Family

Poll: Treatment Favored Over Adult Prison for Juveniles

A new poll shows that Americans overwhelmingly support treating troubled teens with services instead of locking them up in adult prisons. North Carolina is one of only three states that prosecutes juveniles as young as 16 in adult court, and area youth advocates said the poll results show state laws need to be adjusted.

Posted Updated

RALEIGH, N.C. — A new poll shows that Americans overwhelmingly support treating troubled teens with services instead of locking them up in adult prisons.

North Carolina is one of only three states that prosecutes juveniles as young as 16 in adult court -- Connecticut and New York are the others -- and area youth advocates said the poll results show state laws need to be adjusted.

The poll was conducted by Zogby International and commissioned by the National Council on Crime and Delinquency (NCCD), the oldest criminal justice research organization in the U.S.

Results show the public is concerned about youth crime but strongly favors rehabilitation and treatment instead of prosecution in adult court and incarceration in adult prisons.
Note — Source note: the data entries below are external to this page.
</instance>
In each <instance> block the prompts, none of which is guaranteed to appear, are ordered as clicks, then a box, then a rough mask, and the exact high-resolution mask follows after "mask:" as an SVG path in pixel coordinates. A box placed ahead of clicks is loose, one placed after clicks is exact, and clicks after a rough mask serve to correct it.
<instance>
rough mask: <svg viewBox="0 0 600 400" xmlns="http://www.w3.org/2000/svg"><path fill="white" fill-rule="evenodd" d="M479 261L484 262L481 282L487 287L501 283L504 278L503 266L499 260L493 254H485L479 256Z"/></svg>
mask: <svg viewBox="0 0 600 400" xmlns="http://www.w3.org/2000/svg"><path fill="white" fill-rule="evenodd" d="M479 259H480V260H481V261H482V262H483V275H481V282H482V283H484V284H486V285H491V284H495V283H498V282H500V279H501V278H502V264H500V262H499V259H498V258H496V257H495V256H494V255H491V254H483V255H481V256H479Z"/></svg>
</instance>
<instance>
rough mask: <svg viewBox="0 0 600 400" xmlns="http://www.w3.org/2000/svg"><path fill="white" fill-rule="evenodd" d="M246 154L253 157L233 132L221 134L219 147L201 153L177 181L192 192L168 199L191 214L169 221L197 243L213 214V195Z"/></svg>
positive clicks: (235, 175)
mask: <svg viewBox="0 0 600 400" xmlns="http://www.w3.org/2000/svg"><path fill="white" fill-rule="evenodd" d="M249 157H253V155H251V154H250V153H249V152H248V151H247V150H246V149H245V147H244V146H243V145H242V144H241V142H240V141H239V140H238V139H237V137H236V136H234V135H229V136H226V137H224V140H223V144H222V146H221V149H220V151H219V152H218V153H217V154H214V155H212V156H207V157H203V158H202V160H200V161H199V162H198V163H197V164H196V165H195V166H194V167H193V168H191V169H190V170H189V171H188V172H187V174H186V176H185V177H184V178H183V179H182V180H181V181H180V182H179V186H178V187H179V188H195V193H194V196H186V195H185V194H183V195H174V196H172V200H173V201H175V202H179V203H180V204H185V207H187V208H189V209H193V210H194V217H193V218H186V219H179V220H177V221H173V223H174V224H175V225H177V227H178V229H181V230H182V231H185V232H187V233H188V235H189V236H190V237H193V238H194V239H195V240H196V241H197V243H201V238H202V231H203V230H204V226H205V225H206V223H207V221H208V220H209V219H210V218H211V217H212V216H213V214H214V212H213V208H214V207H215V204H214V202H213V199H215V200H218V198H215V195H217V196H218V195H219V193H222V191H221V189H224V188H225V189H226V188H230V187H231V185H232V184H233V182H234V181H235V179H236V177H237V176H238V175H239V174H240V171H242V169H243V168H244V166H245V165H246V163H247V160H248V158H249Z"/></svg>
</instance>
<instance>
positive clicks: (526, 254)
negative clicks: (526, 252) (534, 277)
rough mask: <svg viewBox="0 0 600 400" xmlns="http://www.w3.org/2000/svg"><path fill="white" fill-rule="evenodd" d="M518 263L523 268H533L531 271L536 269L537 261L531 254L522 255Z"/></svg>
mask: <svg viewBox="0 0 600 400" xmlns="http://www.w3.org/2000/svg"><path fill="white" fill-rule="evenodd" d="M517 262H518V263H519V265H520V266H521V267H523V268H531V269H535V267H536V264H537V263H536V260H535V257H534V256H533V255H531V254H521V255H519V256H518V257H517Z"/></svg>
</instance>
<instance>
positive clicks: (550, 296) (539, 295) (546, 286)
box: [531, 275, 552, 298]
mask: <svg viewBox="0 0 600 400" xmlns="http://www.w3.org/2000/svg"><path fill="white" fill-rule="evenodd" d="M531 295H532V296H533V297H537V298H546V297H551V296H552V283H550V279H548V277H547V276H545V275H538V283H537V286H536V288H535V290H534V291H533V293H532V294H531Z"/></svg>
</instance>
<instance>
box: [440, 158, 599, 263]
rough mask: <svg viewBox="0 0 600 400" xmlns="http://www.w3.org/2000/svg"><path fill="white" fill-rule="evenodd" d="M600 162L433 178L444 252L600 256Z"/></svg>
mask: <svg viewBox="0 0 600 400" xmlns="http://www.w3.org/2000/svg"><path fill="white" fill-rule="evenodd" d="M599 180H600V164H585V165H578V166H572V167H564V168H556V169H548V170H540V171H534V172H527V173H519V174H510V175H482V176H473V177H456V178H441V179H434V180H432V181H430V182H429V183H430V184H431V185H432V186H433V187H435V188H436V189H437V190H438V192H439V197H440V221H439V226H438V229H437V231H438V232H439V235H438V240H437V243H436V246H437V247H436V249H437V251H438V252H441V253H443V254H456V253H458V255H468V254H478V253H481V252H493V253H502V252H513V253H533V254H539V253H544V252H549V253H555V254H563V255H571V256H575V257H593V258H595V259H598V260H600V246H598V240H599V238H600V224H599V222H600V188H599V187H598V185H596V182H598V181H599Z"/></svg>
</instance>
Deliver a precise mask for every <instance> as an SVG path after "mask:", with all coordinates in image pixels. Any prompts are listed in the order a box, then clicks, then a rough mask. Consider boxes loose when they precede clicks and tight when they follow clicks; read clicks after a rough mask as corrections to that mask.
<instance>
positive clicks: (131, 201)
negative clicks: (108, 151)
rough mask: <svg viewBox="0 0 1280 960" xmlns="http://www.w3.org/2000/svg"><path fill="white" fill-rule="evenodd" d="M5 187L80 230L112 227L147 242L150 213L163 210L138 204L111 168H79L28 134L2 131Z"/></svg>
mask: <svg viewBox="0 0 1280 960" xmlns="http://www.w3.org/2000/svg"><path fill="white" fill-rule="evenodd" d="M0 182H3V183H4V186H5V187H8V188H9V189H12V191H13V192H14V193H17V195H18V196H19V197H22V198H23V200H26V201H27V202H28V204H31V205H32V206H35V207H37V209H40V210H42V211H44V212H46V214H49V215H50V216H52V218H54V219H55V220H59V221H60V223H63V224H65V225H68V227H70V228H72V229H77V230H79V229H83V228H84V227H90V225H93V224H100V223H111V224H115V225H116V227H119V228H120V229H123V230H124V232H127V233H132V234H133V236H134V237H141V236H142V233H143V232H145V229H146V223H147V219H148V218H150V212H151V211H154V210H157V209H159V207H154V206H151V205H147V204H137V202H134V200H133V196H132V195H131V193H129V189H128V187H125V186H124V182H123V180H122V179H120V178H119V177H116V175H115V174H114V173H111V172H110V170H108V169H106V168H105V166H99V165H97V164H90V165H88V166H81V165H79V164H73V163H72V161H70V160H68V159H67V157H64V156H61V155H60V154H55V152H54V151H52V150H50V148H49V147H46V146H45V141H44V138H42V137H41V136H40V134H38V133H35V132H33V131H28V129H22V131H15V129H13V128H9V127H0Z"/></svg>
Major findings from the survey of likely voters included:

  • 90 percent believe rehabilitation and treatment for incarcerated youth can help prevent future crime
  • Four in five think spending money on rehabilitative services and treatment for youth will save money in the long run
  • 70 percent feel that putting youths under age 18 in an adult correctional facility will make them more likely to commit future crime
  • Two-thirds found it unacceptable that a minor crime should negatively impact future opportunities for education and employment

The survey findings on public views are consistent with research commissioned by the U.S. Justice Department that showed that sending young people to prison actually increases crime and recidivism.

“We need laws that make sense and that protect the public,” North Carolina Rep. Alice Bordsen, D-Alamance. “These polling results suggest that North Carolina’s law has not kept up with the standards of the time. "

Bordsen said she plans to introduce a bill in the current legislative session calling for a system to treat 16- and 17-year-olds in the juvenile justice system to be phased in.

"We are not succeeding in using public dollars to make the public safer," she said.

Young people tried and sentenced in the adult court have an adult criminal record and can lose access to student financial aid and their right to vote. Two-thirds of those polled said it was “unacceptable” that a criminal conviction should negatively affect the teens' future opportunities for jobs and education.

“Teens are developmentally immature,” said District Judge Fred Morrison, a member of the state Sentencing and Policy Advisory Commission and chairman of the Youth Study Subcommittee. “This immaturity can play out in tangible ways with youthful offenders by impairing their perception of risk, skewing their time perspective, increasing susceptibility to peer pressure and reducing behavioral control. All of this can have a direct bearing on the criminal culpability of youth.”

The Sentencing and Policy Advisory Commission in December recommended treating 16- and 17-year-olds through the juvenile justice system instead of automatically referring them to the adult system. North Carolina laws on this issue have remained unchanged since 1919.